Edward Lifson, who is assembling stories of Wilshire Boulevard for broadcast later this year, asked if I had any memories of my own of that fabulous street. I don't have many ... mostly fragments of stories that won't add up to anything. I did remember when my brother and I were driven down Wilshire before the county art museum opened in 1965 to see the tar pits.

There was already a small museum on the grassy slope that led up from the "lake" in Hancock Park. The lake is an artifact of an asphalt mine that had been dug before the Spanish arrived and enlarged through the 19th century.

Scattered around the flooded pit and further up the slope were bleached patches of crabgrass from which a small cone of asphalt protruded, leaking the smell of oil into the smoggy air. In a few places, a swimming-pool-size slick of water and tar bubbled with escaping methane, the shiny black hemispheres collapsing with a sigh

On the margin of the lake and around the park were reconstructions of some of the Pleistocene life the asphalt had trapped and suffocated 30,000 years ago: giant ground sloths, mastodons, and saber-tooth cats. Their bones, carefully mounted, still smelling (it seems to me) of petroleum, were collected in the old museum building. Visitors could look into the excavation from which some of the bones had come.

In those days, a visit to the La Brea tar pits was educational in the old-fashion way: displays of curious remains inside the museum and fanciful interpretations of the animals outside, where they were on the brink of disappearing back into the ooze.

It was an odd sort of education. Part of it was the crude and sanguinary Darwinism of "nature red in tooth and claw." That was the perfect Cold War lesson for 1958: them against us.

The other part of it was a lesson in how history was supposed to work -- the mistaken idea that the primitive (if often efficiently lethal) first inhabitants of Los Angeles had necessarily been replaced by even more lethal (if still culturally deficient) Native Americans, Spaniards, and Mexicans until the ultimate inheritors of Los Angeles -- two middle-class Anglo boys -- could stand at the lakeside staring down into their reflections mirrored on the dark water.

I was ready to accept the first, Darwinian lesson. Its axioms had been so thoroughly pounded into our experience that even the nuns who staffed my elementary school were unaware how contrary to their Catholic faith was their half-belief in unending, blood-soaked competition.

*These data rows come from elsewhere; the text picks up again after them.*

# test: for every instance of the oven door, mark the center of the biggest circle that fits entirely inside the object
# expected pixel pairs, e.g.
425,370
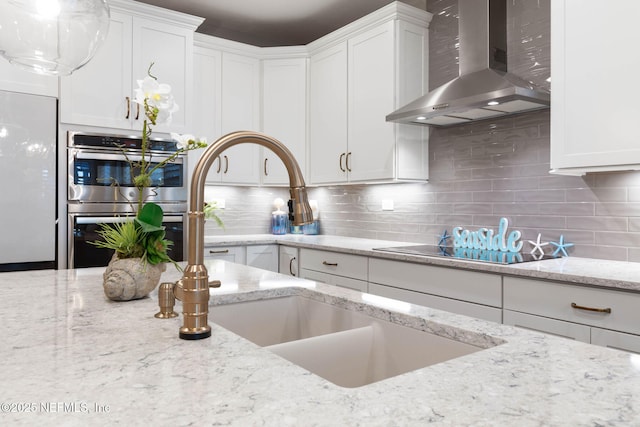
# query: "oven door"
104,176
83,229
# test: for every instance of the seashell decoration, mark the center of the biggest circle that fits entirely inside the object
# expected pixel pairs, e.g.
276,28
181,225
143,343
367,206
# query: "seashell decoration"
129,279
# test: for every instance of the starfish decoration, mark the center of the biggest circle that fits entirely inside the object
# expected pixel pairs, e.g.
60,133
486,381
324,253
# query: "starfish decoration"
442,241
537,245
561,246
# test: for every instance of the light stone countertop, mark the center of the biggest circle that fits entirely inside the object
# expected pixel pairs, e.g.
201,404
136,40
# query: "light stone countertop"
72,357
584,271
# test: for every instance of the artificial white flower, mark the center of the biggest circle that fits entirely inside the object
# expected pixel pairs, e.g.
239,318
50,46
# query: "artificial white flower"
188,142
182,140
157,96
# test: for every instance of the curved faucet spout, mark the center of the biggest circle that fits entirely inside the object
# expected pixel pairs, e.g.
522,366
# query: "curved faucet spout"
194,285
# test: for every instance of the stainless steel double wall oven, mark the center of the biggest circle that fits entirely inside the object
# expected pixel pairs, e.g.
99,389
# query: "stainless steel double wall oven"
100,191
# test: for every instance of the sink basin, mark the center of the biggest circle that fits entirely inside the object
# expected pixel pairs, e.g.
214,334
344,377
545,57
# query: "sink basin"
346,347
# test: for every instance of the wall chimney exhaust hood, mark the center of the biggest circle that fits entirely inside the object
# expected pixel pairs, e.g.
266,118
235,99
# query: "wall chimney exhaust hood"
484,88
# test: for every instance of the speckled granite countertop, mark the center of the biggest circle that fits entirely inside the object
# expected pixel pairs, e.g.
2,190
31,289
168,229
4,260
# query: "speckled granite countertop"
71,357
585,271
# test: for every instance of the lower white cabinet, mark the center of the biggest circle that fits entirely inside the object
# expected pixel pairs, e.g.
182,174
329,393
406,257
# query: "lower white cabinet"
331,279
263,256
235,254
600,316
447,304
333,268
458,291
260,256
289,261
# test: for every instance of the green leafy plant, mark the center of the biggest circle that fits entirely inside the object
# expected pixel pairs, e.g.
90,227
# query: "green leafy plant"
144,236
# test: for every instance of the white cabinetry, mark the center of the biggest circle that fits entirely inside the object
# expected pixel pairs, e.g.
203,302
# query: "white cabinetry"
328,115
459,291
357,77
236,254
259,256
346,270
284,114
101,93
594,93
289,261
228,100
263,256
600,316
15,79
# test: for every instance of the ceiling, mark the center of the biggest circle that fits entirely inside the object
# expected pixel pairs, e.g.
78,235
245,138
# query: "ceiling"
275,22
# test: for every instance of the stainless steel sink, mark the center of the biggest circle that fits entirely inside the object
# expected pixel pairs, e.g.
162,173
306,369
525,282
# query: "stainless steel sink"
346,347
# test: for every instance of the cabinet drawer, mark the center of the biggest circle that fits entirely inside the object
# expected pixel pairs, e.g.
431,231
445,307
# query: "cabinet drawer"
554,300
617,340
227,253
479,288
330,279
446,304
548,326
346,265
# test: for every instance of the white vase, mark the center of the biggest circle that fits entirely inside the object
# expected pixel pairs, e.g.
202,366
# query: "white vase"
131,278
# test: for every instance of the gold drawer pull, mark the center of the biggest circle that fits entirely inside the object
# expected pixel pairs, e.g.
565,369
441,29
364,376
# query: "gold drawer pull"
597,310
222,251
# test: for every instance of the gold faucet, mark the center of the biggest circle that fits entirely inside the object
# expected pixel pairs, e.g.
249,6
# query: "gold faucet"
193,288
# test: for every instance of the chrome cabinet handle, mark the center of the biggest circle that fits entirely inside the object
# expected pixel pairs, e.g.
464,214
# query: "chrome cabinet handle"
597,310
291,266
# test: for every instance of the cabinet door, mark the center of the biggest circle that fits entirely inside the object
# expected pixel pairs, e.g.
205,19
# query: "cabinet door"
235,254
371,152
240,111
170,49
594,93
263,256
471,286
99,94
328,115
15,79
284,87
207,78
288,261
330,279
454,306
617,340
560,328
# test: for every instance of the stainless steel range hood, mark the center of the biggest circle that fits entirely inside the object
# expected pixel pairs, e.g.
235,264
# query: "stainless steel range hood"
484,88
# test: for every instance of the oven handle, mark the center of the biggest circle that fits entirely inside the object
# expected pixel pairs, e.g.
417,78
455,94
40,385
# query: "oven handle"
119,219
92,155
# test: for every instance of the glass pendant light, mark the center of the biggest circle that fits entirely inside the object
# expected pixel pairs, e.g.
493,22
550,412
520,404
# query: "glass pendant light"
54,37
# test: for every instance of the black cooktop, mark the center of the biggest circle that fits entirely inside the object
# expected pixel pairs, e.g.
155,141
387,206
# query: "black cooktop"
482,255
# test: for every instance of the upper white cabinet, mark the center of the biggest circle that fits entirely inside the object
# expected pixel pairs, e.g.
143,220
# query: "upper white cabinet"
358,75
227,79
15,79
101,93
284,114
594,94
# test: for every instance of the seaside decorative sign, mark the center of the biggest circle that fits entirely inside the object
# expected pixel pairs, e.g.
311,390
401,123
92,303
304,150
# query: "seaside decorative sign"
487,239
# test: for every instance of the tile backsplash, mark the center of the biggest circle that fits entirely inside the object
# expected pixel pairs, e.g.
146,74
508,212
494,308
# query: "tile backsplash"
478,172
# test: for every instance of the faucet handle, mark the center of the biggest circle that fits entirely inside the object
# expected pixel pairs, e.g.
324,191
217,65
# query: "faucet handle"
166,301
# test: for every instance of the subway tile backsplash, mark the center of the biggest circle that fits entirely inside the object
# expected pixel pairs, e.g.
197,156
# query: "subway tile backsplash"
478,172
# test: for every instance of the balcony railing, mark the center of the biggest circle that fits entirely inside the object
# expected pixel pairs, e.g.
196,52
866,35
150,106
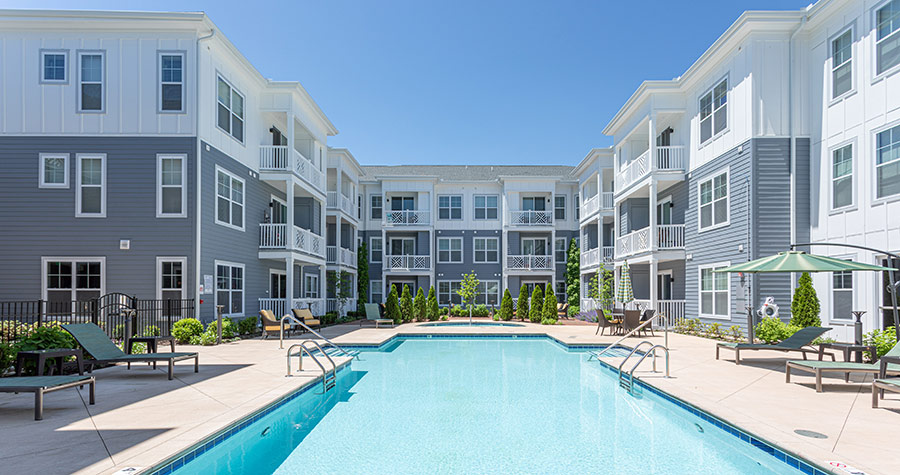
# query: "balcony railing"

The second lesson -- the inevitable march of historical succession -- was only half-successful. The layers of bones, in one of which was the skull of a Native American woman, recorded a series of substitutions, but the continuing presence of the tar pits themselves suggested that succession was still at work with other equally inevitable outcomes for the unwary.

The pits were emblems of what happened to the overly confident, which included the two boys standing on the brink, peering through the chainlink fence at the fatal pit.